Inflammatory biomarkers and long-term outcome in young patients three months after a first myocardial infarction

医学 心肌梗塞 内科学 血清淀粉样蛋白A 比例危险模型 临床终点 心脏病学 心力衰竭 生物标志物 急性冠脉综合征 胃肠病学 炎症 生物化学 化学 临床试验
作者
Sofia Cederström,Tomas Jernberg,Ann Samnegård,Fredrik Johansson,Angela Silveira,Per Tornvall,Pia Lundman
出处
期刊:Cytokine [Elsevier BV]
卷期号:182: 156696-156696
标识
DOI:10.1016/j.cyto.2024.156696
摘要

Studies on predictive value of circulating inflammatory biomarkers after myocardial infarction (MI) have often been limited by blood sampling only in an acute setting and short follow-up time.
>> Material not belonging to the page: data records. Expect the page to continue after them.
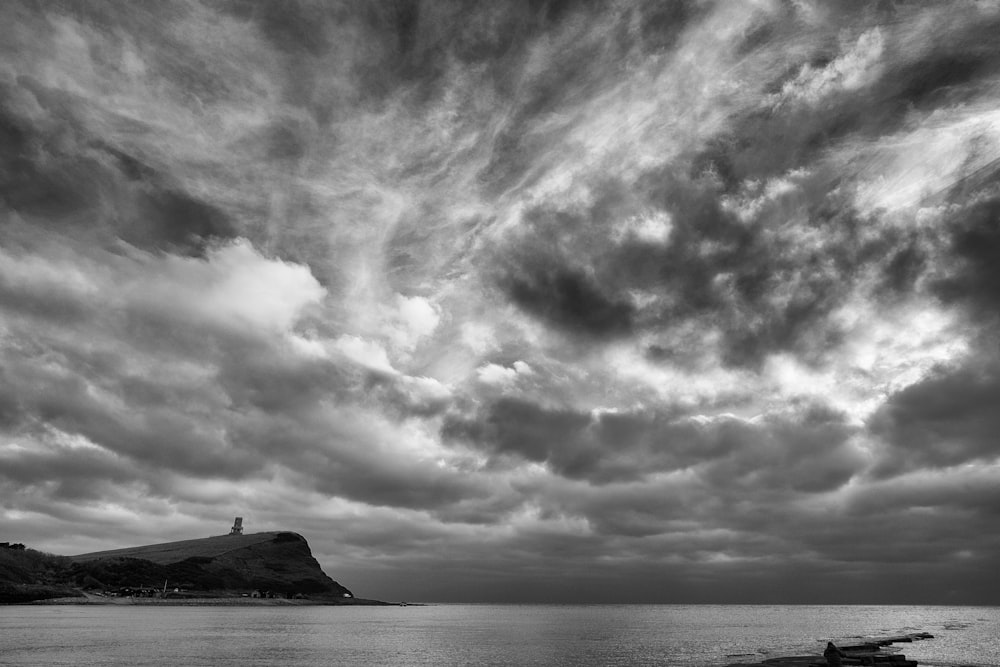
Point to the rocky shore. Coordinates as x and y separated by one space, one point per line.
872 651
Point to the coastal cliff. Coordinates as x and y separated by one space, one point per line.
276 564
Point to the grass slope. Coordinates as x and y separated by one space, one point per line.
175 552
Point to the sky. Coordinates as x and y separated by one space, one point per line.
526 301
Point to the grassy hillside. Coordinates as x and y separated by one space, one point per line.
280 562
175 552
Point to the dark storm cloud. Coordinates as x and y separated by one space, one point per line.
806 449
655 301
948 419
55 172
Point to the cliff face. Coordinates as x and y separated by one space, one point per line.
280 562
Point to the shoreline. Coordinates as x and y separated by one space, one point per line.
89 599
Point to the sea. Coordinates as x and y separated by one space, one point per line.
480 634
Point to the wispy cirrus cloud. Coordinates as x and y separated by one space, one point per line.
580 297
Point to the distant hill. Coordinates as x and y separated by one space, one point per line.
278 562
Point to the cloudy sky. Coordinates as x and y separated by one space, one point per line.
670 301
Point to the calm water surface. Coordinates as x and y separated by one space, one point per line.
681 635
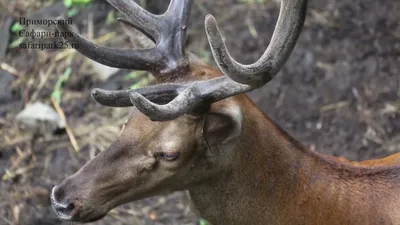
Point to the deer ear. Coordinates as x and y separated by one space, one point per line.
223 125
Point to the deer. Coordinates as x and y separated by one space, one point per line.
196 130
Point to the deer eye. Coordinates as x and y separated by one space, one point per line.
169 156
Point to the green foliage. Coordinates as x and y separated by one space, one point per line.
16 42
57 92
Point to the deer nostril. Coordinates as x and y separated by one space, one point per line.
67 210
64 208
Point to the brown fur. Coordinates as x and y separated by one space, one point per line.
258 176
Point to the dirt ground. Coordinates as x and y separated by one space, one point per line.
339 93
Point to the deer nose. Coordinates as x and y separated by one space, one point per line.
65 208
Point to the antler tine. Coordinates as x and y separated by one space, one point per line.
199 92
139 18
141 59
168 31
160 94
288 28
239 78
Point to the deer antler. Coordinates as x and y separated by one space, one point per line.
169 101
168 31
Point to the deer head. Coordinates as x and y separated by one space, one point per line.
183 130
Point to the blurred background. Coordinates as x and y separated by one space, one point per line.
339 93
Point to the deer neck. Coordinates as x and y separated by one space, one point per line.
274 179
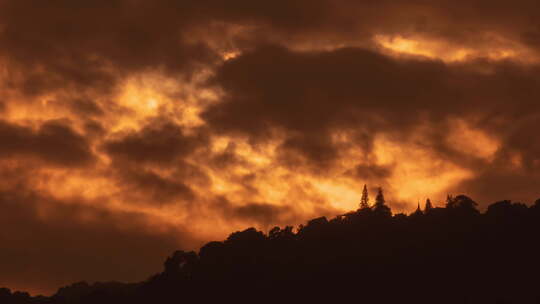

We aimed to compare the long-term predictive value of nine inflammatory biomarkers, known to be involved in atherosclerosis, in young patients investigated three months after a first-time MI. Nine biomarkers (high-sensitivity C-reactive protein, interleukin (IL)-6, IL-18, monocyte chemoattractant protein-1, matrix metalloproteinase (MMP)-1, MMP-3, MMP-9, serum amyloid A and tumor necrosis factor-alfa) were sampled in 382 young (<60 years) patients and in age and sex-matched controls, three months after a first-time MI between 1996 and 2000. Swedish national patient registers were used to determine cardiovascular (CV) outcomes during 20 years of follow-up. In cases, random forest models identified IL-6 as the most important predictor of the primary composite endpoint of death, heart failure (HF) or MI hospitalization, and the separate endpoints death and HF hospitalization. IL-18 was the most important predictor of MI hospitalization. In a Cox regression, the highest tertile of IL-6 was associated with the composite endpoint (HR (95% CI) 1.91 (1.31–2.79)), death (2.38 (1.42–3.98)) and HF hospitalization (2.70 (1.32–5.50)), when adjusting for age, sex and CV risk factors. The highest tertile of IL-18 was associated with MI hospitalization (2.31 (1.08–4.91)) when severity of coronary atherosclerosis was added to the same type of model. When nine inflammatory markers involved in atherosclerosis were analyzed three months after the acute event in young MI patients, IL-6 and IL-18 were the most important biomarkers to predict long-term CV outcomes during 20 years of follow-up.